When de Ledrade was released, he decided to act through the son of Keteler and her maids. Under the cruel torture of Petronilla de Meet, she not only surrendered her mistress, fully admitting the charges on all counts, but also called herself a witch. Richard did not stand on ceremony with her, having heard what he wanted, he immediately ordered to burn de Meath, for the edification of others. She became the first victim of a witch hunt in Ireland.
The rest, including Kiteler's son, were whipped on the market square and sent to jail. In conclusion, William Autlav spent several months.

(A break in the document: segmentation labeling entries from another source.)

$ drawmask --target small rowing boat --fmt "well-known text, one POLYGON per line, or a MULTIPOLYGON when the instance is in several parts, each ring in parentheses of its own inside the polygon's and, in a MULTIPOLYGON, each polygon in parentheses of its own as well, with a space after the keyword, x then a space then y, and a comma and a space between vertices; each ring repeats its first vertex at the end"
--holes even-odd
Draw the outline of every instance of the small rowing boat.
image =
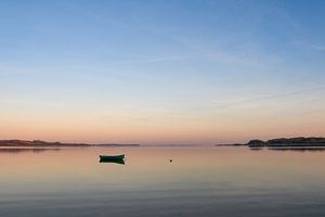
POLYGON ((123 161, 125 154, 121 155, 100 155, 101 161, 123 161))

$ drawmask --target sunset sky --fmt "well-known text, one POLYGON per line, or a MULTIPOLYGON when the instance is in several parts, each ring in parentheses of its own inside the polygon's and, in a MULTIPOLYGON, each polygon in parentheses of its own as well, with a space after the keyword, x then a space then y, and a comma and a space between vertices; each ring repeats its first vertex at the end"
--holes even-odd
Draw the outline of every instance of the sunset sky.
POLYGON ((325 136, 325 1, 0 1, 0 139, 325 136))

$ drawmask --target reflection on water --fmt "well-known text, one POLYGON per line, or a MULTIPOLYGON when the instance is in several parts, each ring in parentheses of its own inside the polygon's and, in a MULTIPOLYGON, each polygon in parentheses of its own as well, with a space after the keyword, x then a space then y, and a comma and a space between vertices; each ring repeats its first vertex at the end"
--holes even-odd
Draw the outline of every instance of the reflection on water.
POLYGON ((325 216, 325 152, 0 151, 0 216, 325 216), (126 153, 128 163, 99 164, 126 153), (172 159, 172 163, 170 163, 172 159))
MULTIPOLYGON (((249 148, 252 151, 261 151, 264 148, 249 148)), ((271 151, 296 151, 296 152, 323 152, 325 146, 269 146, 271 151)))

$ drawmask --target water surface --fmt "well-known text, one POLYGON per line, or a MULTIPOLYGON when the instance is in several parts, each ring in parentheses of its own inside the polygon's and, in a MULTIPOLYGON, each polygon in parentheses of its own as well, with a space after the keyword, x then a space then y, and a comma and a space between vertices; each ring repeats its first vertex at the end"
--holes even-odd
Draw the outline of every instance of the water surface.
POLYGON ((10 148, 0 165, 0 216, 325 216, 322 151, 10 148))

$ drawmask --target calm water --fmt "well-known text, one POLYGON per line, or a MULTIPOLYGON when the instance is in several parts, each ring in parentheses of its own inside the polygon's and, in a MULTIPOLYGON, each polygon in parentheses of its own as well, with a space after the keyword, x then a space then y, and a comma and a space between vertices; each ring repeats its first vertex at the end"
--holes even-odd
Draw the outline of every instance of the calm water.
POLYGON ((324 165, 322 151, 0 149, 0 216, 325 216, 324 165))

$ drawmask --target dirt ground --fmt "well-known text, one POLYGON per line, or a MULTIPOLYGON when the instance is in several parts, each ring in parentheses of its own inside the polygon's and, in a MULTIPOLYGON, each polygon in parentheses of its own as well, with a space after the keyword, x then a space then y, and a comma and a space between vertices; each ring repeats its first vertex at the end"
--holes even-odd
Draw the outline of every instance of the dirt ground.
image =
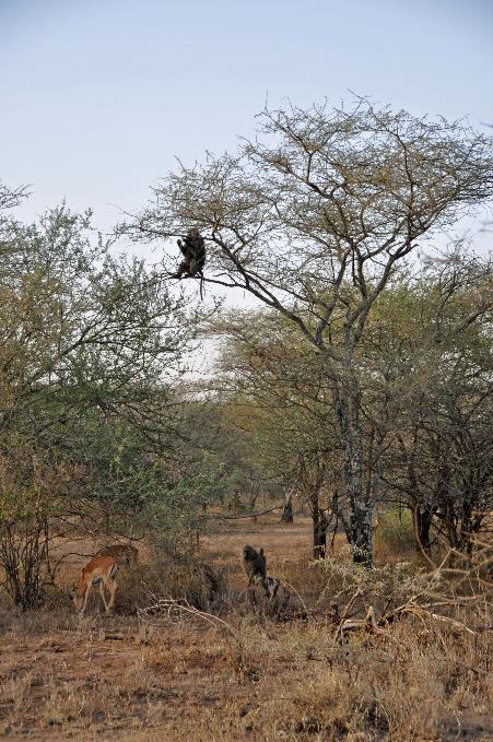
MULTIPOLYGON (((104 615, 97 602, 79 619, 68 598, 30 614, 0 612, 0 740, 493 739, 485 633, 437 638, 403 626, 388 639, 340 645, 329 597, 316 621, 274 621, 245 609, 245 543, 263 545, 268 572, 294 575, 302 591, 310 522, 230 521, 201 539, 238 604, 230 627, 104 615)), ((69 573, 83 563, 72 557, 69 573)))

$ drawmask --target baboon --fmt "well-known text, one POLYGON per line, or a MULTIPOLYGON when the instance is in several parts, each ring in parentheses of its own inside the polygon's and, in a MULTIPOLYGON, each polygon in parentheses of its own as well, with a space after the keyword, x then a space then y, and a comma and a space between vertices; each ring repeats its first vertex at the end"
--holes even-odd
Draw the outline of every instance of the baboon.
POLYGON ((180 279, 183 275, 191 278, 199 273, 202 275, 206 264, 206 242, 196 227, 188 229, 181 239, 176 240, 181 250, 184 259, 178 266, 172 279, 180 279))
POLYGON ((260 577, 266 578, 267 563, 266 557, 263 556, 263 549, 257 551, 253 546, 248 546, 248 544, 244 546, 242 554, 242 566, 246 576, 248 577, 248 588, 251 587, 256 575, 260 575, 260 577))
POLYGON ((130 567, 137 564, 139 552, 129 543, 111 543, 108 546, 102 546, 94 556, 113 556, 118 564, 130 567))

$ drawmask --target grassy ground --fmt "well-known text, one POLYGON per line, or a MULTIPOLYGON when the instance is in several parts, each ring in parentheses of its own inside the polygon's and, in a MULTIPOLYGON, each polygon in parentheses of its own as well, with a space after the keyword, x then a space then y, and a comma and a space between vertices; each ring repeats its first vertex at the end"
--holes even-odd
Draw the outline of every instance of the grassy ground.
MULTIPOLYGON (((153 585, 166 594, 166 565, 127 576, 115 615, 101 614, 94 600, 79 619, 61 596, 30 614, 5 605, 0 740, 491 740, 484 606, 459 616, 474 634, 408 615, 382 634, 354 632, 340 643, 329 612, 334 597, 344 604, 347 577, 308 566, 309 542, 308 519, 285 527, 271 517, 231 521, 201 540, 222 573, 221 594, 206 608, 228 627, 197 616, 136 616, 132 600, 155 602, 153 585), (256 611, 246 604, 245 543, 262 545, 269 573, 292 586, 282 615, 261 601, 256 611)), ((377 561, 386 558, 380 543, 377 561)), ((73 558, 63 578, 82 563, 73 558)), ((388 582, 396 575, 399 567, 380 576, 388 582)), ((362 609, 367 600, 361 596, 362 609)))

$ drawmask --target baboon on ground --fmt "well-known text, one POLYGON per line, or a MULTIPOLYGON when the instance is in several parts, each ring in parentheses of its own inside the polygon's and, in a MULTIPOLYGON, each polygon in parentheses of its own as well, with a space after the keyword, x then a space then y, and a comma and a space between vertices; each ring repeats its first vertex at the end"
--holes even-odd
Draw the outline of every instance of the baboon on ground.
POLYGON ((111 543, 108 546, 102 546, 94 556, 113 556, 118 564, 130 567, 137 564, 139 552, 129 543, 111 543))
POLYGON ((266 557, 263 556, 263 549, 257 551, 253 546, 248 546, 248 544, 244 546, 242 553, 242 566, 246 576, 248 577, 248 588, 251 587, 254 577, 256 577, 256 575, 260 575, 260 577, 266 578, 267 563, 266 557))

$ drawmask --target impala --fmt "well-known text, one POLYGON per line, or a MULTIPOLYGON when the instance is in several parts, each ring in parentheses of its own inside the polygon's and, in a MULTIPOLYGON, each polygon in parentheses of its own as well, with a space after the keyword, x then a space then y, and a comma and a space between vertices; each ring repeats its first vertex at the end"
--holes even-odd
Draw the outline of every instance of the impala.
POLYGON ((109 612, 115 602, 115 596, 118 587, 116 581, 117 572, 118 564, 113 556, 102 555, 95 556, 93 560, 91 560, 91 562, 82 569, 79 585, 71 596, 75 611, 81 615, 84 613, 91 588, 97 585, 99 587, 101 597, 103 598, 103 602, 105 604, 105 610, 106 612, 109 612), (106 602, 104 590, 105 586, 109 590, 109 603, 106 602))

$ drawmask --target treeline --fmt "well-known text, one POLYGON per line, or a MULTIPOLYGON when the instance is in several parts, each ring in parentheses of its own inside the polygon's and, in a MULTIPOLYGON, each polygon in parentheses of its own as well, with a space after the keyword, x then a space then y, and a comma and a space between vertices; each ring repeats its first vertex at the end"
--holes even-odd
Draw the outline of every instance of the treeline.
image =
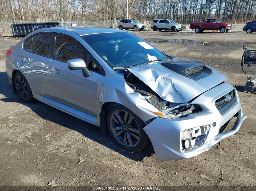
MULTIPOLYGON (((126 18, 127 0, 0 0, 0 21, 34 22, 126 18)), ((256 0, 129 0, 129 18, 157 18, 184 24, 216 17, 243 23, 256 20, 256 0)))

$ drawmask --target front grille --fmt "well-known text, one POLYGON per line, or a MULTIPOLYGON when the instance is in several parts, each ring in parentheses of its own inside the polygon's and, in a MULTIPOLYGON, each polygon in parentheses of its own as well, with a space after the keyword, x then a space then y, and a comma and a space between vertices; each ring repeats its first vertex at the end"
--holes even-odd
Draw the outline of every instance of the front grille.
POLYGON ((218 110, 220 110, 227 105, 228 103, 230 102, 234 97, 234 91, 233 90, 229 92, 228 94, 224 95, 221 97, 216 100, 215 101, 215 106, 216 106, 216 107, 218 110), (226 97, 228 95, 230 96, 231 97, 230 100, 229 101, 226 100, 226 97))
POLYGON ((204 64, 202 64, 194 67, 187 68, 184 70, 183 72, 188 74, 191 77, 197 76, 202 72, 204 66, 204 64))

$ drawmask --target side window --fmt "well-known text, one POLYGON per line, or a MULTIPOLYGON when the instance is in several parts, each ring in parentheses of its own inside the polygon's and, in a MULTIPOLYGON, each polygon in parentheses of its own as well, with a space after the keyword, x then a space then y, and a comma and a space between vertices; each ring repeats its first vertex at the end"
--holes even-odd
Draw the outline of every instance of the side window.
POLYGON ((32 52, 50 57, 52 34, 42 33, 33 36, 32 52))
POLYGON ((25 49, 29 52, 31 52, 31 46, 32 45, 32 38, 31 37, 28 39, 27 39, 24 42, 25 49))
POLYGON ((86 60, 85 49, 75 40, 66 36, 56 35, 55 40, 55 59, 67 62, 75 58, 86 60))
POLYGON ((212 19, 211 23, 216 23, 217 22, 217 20, 216 19, 212 19))

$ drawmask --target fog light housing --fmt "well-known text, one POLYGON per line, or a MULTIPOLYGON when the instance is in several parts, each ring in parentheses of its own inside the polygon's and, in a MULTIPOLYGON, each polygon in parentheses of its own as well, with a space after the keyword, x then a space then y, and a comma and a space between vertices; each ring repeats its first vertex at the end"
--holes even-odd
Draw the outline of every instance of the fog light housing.
POLYGON ((189 141, 188 139, 183 140, 182 142, 182 147, 183 149, 187 149, 189 147, 189 141))
POLYGON ((181 139, 185 139, 191 138, 190 130, 186 130, 182 132, 181 133, 181 139))

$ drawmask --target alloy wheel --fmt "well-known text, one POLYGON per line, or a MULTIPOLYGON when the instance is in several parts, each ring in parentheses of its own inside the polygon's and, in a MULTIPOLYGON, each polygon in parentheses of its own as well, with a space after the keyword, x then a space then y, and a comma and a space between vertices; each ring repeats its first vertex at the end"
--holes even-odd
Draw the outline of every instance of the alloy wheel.
POLYGON ((127 147, 134 147, 141 139, 139 125, 129 113, 118 110, 112 113, 110 118, 111 132, 117 140, 127 147))
POLYGON ((27 99, 28 93, 28 86, 25 80, 21 76, 17 75, 15 78, 15 82, 17 92, 22 99, 27 99))

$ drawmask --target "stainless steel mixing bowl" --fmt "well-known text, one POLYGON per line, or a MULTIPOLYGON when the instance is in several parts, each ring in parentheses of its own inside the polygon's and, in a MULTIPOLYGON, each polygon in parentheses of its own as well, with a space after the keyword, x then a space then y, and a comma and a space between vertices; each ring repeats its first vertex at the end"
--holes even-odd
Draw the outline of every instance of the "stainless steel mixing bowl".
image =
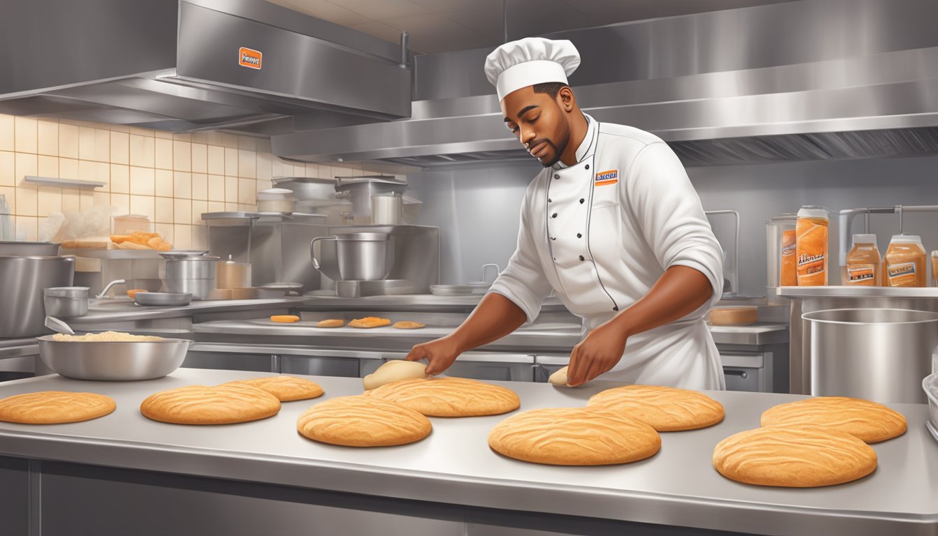
POLYGON ((39 359, 73 379, 130 381, 163 377, 179 368, 191 341, 55 341, 37 337, 39 359))

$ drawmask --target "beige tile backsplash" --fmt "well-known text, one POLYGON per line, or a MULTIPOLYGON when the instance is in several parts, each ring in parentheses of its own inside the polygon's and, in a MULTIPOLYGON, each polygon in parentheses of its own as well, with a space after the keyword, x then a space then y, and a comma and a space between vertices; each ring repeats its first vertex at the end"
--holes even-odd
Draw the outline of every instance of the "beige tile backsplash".
POLYGON ((53 212, 111 206, 145 214, 177 248, 206 247, 203 212, 255 210, 274 176, 356 176, 360 165, 303 164, 269 152, 267 140, 206 131, 174 134, 136 127, 0 114, 0 194, 18 233, 38 238, 53 212), (36 187, 25 176, 98 180, 94 190, 36 187))

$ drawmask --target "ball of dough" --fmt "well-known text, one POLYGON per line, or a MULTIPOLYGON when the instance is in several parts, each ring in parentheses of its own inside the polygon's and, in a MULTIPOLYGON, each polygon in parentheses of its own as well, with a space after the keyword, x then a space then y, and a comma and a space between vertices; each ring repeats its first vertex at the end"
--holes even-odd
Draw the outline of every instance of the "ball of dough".
POLYGON ((362 383, 365 384, 365 391, 371 391, 399 379, 427 377, 426 370, 427 365, 423 363, 395 360, 378 367, 373 374, 365 376, 362 383))

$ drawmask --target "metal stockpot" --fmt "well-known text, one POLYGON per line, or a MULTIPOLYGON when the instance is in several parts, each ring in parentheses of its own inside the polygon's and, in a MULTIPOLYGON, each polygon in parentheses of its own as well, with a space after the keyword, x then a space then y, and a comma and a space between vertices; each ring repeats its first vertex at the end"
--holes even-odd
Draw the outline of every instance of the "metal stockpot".
POLYGON ((46 332, 43 289, 71 286, 75 257, 0 256, 0 338, 31 337, 46 332))
POLYGON ((938 313, 837 309, 810 322, 811 394, 925 404, 922 378, 938 347, 938 313))
POLYGON ((339 274, 342 281, 383 280, 394 266, 394 248, 389 246, 390 238, 386 233, 340 233, 332 237, 317 237, 310 243, 312 266, 320 271, 324 270, 313 252, 316 242, 335 240, 339 274))

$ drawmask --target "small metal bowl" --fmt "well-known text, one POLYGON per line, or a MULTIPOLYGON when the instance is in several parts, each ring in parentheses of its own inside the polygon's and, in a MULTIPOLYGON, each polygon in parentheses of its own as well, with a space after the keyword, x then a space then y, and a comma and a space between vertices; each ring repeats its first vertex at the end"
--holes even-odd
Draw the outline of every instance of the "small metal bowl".
POLYGON ((137 305, 153 307, 181 307, 192 301, 191 292, 138 292, 133 295, 137 305))
POLYGON ((133 381, 163 377, 182 365, 191 341, 55 341, 37 337, 39 359, 72 379, 133 381))

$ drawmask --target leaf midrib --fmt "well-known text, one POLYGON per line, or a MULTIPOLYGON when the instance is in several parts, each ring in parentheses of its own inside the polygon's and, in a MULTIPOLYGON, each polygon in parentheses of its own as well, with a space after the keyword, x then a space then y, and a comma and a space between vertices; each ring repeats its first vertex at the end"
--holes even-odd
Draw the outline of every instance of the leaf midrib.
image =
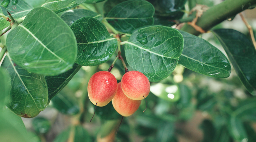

After which he was sent on a pilgrimage to the grave of St. Thomas, which is located in Canterbury. This punishment was not limited. William was fined to repair the roof of the cathedral in Kilkenny, demanded an oath not to miss a single mass and give alms to the poor. Alice Bishop managed to condemn only in absentia. But deprived of its rights to all possessions in the county. But the runaway was hardly worried about these losses.
True, there is a version that de Ledred still managed to find Kiteler in England in 1325 and carried out the death sentence himself. And according to another version, Alice, having changed her name, lived for a long time, trying not to stand out from the crowd.